8. PROGNOSIS & COMPLICATIONS¶
Early treatment reverses most deficiencies, but chronic deficiencies (e.g., vitamin A) can cause irreversible damage (e.g., blindness). Toxicities (e.g., vitamin A toxicity) may lead to liver failure or hypervitaminosis.
8.1 Long-Term Outcomes¶
Vitamin D deficiency in elderly may increase fracture risk. Severe zinc deficiency in children can impair growth and immunity.
8.2 Complications¶
Vitamin A toxicity: Hepatotoxicity, hypercalcemia. Vitamin E toxicity: Hemorrhage in anticoagulant users.

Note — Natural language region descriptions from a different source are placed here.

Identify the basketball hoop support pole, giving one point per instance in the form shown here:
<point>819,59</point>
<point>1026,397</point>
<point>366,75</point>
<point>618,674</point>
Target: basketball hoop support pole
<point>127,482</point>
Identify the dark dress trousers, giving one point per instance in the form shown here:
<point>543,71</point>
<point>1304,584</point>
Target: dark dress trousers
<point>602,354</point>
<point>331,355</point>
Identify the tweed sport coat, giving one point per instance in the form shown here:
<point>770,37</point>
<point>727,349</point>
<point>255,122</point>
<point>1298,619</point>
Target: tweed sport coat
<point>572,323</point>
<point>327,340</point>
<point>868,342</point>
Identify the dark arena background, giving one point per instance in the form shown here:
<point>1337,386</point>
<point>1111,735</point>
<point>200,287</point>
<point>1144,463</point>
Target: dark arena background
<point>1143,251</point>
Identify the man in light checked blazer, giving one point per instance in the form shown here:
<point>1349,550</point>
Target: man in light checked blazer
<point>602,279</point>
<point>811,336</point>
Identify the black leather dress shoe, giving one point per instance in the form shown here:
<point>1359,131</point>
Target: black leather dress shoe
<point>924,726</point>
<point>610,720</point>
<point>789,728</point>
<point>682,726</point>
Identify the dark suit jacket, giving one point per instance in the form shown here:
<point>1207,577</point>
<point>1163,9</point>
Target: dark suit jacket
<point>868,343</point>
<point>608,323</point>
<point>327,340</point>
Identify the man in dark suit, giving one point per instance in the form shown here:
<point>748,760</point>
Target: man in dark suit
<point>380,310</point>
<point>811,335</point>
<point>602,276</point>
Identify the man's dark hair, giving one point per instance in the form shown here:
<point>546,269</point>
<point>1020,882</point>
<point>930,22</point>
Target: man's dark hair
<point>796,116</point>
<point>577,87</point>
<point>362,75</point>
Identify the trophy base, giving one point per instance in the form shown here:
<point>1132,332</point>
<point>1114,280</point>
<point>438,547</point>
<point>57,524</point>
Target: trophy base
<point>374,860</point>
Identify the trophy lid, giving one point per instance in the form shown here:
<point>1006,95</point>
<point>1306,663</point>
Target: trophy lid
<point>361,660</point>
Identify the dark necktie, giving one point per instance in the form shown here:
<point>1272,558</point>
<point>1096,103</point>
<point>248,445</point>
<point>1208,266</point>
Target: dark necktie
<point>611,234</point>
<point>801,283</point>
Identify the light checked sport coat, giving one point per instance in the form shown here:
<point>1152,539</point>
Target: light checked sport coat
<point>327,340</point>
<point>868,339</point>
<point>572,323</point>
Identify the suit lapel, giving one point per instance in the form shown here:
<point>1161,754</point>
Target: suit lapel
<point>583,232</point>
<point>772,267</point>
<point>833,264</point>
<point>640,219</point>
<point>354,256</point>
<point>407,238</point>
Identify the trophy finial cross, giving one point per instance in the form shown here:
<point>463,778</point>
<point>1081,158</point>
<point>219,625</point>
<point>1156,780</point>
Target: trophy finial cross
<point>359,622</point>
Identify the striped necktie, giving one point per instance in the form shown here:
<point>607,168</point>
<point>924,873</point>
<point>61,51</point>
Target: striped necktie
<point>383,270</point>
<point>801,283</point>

9. SPECIAL CONSIDERATIONS¶
Pregnancy requires increased folate (400–800 µ g/d) and iron. Elderly patients are at higher risk for vitamin D deficiency. Pediatric dosing (e.g., 30–60 mg vitamin A for infants) differs from adults.
9.1 Pregnancy¶
Folate supplementation prevents neural tube defects. Iron deficiency anemia is common; treatment with iron (60–120 mg/d) is recommended.
9.2 Geriatric Patients¶
Vitamin D deficiency is prevalent; supplementation (800–2000 IU/d) reduces fracture risk. Monitor for drug interactions (e.g., vitamin K antagonists).
10. KEY POINTS & CLINICAL PEARLS¶
- Thiamine deficiency in alcoholics requires IV supplementation to prevent Wernicke-Korsakoff syndrome. 2. Vitamin D deficiency is common in elderly; 800 IU/d is recommended. 3. Zinc supplementation may reduce diarrhea in children but should be used cautiously in those with renal disease.